Surrounded by some of the world’s biggest coal mines, local Queensland Minerals and Energy Academy (QMEA) students have this week (today 25th June) gained valuable insight into the requirements of a career in resources.
The students from Moranbah and Dysart state high schools now have inside knowledge of the mining process from exploration to rehabilitation after attending a science, technology, engineering and maths (STEM) workshop today.
Mentored by industry experts from BHP Mitsubishi Alliance (BMA) they learnt everything from how coal is found, to the most efficient way to extract it.
“STEM skills are critical for the next generation to develop a career in our industry,” says BMA Asset President James Palmer.
“Through the QMEA we are actively encouraging students to develop those skills, so they place themselves in the best position for a future in resources,” he said.

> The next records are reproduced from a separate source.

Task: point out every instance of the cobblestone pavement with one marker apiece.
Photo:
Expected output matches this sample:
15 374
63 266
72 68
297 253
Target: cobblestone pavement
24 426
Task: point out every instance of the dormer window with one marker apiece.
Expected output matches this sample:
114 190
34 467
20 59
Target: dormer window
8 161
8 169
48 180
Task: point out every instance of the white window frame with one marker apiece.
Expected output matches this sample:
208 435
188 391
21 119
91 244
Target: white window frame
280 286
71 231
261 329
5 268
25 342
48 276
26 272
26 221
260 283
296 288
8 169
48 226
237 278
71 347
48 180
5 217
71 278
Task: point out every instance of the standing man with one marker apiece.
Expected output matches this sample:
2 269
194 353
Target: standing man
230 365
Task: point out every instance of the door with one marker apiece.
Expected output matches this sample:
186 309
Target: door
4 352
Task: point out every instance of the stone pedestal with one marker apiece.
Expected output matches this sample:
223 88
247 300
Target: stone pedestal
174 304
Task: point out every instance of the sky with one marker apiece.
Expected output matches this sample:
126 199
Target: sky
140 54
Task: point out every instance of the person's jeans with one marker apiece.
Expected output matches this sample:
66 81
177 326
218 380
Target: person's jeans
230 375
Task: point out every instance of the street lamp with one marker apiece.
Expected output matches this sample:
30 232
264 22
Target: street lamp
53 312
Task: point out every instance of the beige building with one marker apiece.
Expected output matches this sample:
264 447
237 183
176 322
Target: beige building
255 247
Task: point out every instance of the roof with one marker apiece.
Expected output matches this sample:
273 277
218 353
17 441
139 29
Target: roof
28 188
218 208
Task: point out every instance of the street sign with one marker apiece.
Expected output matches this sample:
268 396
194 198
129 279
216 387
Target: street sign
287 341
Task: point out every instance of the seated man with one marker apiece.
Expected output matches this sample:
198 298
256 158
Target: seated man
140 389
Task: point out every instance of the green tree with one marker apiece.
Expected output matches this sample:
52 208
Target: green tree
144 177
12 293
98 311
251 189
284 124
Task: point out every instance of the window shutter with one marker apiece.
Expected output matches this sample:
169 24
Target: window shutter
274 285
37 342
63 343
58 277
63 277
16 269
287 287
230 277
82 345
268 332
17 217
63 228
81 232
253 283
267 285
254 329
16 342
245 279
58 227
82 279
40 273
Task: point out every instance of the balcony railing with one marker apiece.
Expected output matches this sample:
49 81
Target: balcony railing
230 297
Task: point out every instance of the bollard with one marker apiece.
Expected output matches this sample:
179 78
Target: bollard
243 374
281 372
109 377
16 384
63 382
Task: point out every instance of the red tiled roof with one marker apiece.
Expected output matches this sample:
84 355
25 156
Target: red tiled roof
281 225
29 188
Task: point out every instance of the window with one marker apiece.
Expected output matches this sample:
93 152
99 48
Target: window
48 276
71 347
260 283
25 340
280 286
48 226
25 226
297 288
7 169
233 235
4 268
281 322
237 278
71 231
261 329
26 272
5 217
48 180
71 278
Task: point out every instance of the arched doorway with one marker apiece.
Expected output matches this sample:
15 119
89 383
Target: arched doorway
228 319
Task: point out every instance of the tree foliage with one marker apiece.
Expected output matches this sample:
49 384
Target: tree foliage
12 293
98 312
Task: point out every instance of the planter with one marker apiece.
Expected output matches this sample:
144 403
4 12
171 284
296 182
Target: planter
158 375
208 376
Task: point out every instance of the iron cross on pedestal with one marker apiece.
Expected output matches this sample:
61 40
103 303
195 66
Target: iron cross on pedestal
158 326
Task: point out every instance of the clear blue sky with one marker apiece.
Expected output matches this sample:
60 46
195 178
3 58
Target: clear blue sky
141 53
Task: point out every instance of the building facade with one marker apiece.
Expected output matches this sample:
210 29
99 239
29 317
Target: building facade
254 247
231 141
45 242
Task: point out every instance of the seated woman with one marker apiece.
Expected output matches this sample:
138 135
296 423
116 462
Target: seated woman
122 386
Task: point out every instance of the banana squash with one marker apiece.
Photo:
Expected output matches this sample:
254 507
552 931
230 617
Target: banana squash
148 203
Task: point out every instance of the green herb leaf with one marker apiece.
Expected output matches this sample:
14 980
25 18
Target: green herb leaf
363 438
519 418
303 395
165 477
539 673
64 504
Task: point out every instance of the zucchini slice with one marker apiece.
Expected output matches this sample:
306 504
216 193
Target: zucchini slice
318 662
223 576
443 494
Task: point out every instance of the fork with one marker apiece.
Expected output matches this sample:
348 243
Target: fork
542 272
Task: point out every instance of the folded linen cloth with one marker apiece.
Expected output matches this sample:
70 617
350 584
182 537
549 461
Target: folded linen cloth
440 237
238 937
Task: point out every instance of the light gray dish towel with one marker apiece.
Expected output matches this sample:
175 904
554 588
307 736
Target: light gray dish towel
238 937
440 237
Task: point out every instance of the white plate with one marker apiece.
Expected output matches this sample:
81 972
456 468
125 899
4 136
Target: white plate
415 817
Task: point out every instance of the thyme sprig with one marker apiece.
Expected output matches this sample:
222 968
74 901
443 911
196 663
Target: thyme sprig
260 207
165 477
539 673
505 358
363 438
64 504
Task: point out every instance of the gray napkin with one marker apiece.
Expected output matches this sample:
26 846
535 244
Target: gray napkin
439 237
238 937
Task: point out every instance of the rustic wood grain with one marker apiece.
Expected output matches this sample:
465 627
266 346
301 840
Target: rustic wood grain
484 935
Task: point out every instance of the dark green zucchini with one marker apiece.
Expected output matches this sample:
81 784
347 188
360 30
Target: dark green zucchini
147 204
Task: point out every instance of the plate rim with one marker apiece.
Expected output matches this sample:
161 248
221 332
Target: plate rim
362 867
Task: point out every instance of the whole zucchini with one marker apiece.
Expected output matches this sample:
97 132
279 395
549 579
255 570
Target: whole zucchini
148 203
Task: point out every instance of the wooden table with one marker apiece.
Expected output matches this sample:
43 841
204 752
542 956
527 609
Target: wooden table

The participants also ventured into metalliferous mining, comparing two methods of extracting copper from ore and analysing which one produces the greatest yield.
Mr Palmer says embracing opportunities through the QMEA may also pave the way for central Queenslanders to find work in the sector close to home.
“It’s important for students to know that there are some great careers available to them without having to live and work in the big smoke,” he said.
Moranbah State High School hosted the event for 30 students, including 10 from Dysart State High School.
“Students also saw another aspect of mining when they took part in the copper extraction exercise,” said Moranbah State High School Principal Felicity Roberts.
“It’s great for them to see the range of STEM used in the industry, and hearing from professionals already working in the sector brought their normal classroom work to life,” she said.